Pour le monde scientifique, dont le monde politique veut se fier quand il s’agit de souligner l’urgence du changement climatique, a régulièrement fait entendre sa voix dans ce débat. En décembre 2014, 75 scientifiques du monde entier ont rédigé une lettre ouverte aux écologistes sur l’énergie nucléaire, affirmant qu’il s’agit d’un moyen efficace et nécessaire de produire de l’énergie et que les faits contredisent le raisonnement idéologique qui s’oppose aux centrales.

Ces scientifiques étaient réunis par le professeur Barry W. Brook, titulaire de la chaire d’environnement durable à l’université de Tasmanie, en Australie. Cet écologiste a publié trois livres et plus de 300 articles scientifiques.
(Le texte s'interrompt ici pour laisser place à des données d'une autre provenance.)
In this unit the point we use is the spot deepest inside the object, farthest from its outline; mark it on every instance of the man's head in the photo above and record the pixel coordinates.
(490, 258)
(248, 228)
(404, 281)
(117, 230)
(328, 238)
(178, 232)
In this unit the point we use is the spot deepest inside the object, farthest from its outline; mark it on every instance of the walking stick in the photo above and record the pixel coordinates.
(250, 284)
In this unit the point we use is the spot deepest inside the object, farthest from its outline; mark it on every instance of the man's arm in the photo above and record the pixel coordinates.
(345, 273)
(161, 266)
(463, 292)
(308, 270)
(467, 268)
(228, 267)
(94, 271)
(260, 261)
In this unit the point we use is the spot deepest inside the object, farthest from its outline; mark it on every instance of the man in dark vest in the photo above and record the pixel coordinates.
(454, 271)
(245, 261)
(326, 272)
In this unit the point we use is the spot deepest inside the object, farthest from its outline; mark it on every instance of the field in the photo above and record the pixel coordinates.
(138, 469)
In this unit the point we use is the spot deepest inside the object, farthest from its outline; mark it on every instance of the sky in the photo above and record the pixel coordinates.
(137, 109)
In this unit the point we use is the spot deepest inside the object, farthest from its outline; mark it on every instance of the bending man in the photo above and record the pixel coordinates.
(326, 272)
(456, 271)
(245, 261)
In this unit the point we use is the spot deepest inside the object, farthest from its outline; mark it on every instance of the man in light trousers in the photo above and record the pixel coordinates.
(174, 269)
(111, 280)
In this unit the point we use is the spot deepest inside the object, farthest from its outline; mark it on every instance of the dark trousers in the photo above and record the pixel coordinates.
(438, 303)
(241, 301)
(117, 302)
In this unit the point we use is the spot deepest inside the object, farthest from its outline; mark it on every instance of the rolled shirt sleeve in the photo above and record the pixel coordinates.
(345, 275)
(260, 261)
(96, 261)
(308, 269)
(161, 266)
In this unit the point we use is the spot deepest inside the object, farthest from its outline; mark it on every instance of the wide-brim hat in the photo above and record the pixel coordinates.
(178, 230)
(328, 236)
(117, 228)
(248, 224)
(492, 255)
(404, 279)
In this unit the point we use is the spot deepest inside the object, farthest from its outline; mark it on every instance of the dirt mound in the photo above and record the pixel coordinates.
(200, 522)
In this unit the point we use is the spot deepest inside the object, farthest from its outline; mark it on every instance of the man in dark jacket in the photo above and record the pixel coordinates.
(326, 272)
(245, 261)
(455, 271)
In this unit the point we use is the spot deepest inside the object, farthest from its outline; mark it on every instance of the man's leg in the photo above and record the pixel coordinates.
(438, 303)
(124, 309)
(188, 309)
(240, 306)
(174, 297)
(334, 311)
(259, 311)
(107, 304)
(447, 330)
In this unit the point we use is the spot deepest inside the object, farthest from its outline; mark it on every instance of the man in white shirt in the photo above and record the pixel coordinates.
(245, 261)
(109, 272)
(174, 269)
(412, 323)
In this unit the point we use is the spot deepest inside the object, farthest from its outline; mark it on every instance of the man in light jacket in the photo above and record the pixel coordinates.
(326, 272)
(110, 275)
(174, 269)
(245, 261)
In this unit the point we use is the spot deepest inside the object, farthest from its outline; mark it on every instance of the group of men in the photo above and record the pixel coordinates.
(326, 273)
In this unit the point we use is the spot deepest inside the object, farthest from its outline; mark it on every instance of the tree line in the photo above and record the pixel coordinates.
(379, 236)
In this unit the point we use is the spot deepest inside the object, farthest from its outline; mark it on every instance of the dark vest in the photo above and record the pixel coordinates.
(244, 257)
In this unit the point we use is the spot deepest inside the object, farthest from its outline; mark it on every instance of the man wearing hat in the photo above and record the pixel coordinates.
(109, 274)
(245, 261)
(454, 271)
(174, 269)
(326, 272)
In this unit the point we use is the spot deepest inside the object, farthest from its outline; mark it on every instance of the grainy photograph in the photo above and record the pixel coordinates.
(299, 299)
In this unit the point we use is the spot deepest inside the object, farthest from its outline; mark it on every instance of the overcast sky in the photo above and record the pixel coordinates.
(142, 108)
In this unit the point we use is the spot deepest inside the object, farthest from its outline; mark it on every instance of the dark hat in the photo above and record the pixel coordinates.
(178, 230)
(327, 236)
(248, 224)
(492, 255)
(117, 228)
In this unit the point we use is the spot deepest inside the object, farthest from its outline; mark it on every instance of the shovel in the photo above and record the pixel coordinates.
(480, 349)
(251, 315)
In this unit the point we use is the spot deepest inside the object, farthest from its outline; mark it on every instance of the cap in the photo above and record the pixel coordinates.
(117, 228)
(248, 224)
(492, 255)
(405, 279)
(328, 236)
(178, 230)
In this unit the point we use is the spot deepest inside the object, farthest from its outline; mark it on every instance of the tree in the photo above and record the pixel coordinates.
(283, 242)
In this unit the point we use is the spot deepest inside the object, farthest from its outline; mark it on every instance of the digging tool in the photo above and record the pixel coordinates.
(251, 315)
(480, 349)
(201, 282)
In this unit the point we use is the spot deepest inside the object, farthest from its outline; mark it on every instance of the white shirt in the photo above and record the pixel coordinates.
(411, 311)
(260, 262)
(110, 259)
Leur lettre disait :

“Même si les sources d’énergie renouvelables comme le vent et le soleil contribueront probablement de plus en plus à la production énergétique future, ces options technologiques sont confrontées à des problèmes concrets d’extensibilité, de coût, de matériel et d’utilisation des terres, ce qui signifie qu’il est trop risqué de les considérer comme les seules alternatives aux combustibles fossiles.”

L’énergie nucléaire répond aux problèmes de notre temps. C’est une énergie abordable et, de façon importante, n’émet pas d’émissions CO2. Les Etats-Unis, pas particulièrement connu d’être adepte aux accords internationaux pour le climat, ont évité 476,2 tonnes de CO2 grâce au nucléaire. Depuis 1995, cela fait un total de 15,7 milliards de tonnes qui a été évité grâce au nucléaire, soit un tiers de la consommation annuelle de la planète. Evidemment, il s’agit d’un chiffre qu’il s’agirait d’augmenter mais cela ne sera possible qu’avec des modèles énergétiques comme celui de la France, qui garantie l’indépendence énergétique avec un système de centrales nucléaires extensifs.

De plus, il faut revenir sur les faits quand à la discussion sur les déchets. En réalité, le combustible nucléaire est extrêmement dense. Il est environ un million de fois plus important que celui des autres sources d’énergie traditionnelles et, de ce fait, la quantité de combustible nucléaire utilisée est petite. La totalité des déchets des combustibles nucléaires produit par l’industrie nucléaire américaine au cours des 60 dernières années pourrait tenir sur un terrain de football à moins de 10 mètres de profondeur. De plus, actuellement 96% de ces “déchets” sont recyclables.

L’opposition au nucléaire est principalement dû à la méconnaissance des systèmes technologiques, ainsi qu’à la médiatisation problématiques des accidents comme celui de Fukishima. Comme le note l’écologiste Michael Schellenberger, “le nombre de décès pour une production identique d’électricité, ici par exemple le térawattheure est notablement inférieur à celui des autres grands moyens de production de masse comme le charbon, le pétrole, la biomasse et le gaz naturel.”

Si nous sommes tous préoccupés par les effets du changement climatique, nous devons nous rendre compte que l’énergie nucléaire est la seule alternative viable qui soit sûre, propre et capable de garantir la production dont nous avons besoin. Faut-il avoir un débat sur le nucléaire ? Evidemment. Mais il faut assurer que ce débat soit basé sur les faits et sans perdre de vue l’objectif de maintenir notre qualité de vie tout en réduisant les gaz à effet de serre.

Bill Wirtz est analyste de politiques publiques pour l’Agence pour le choix du consommateur (Consumer Choice Center).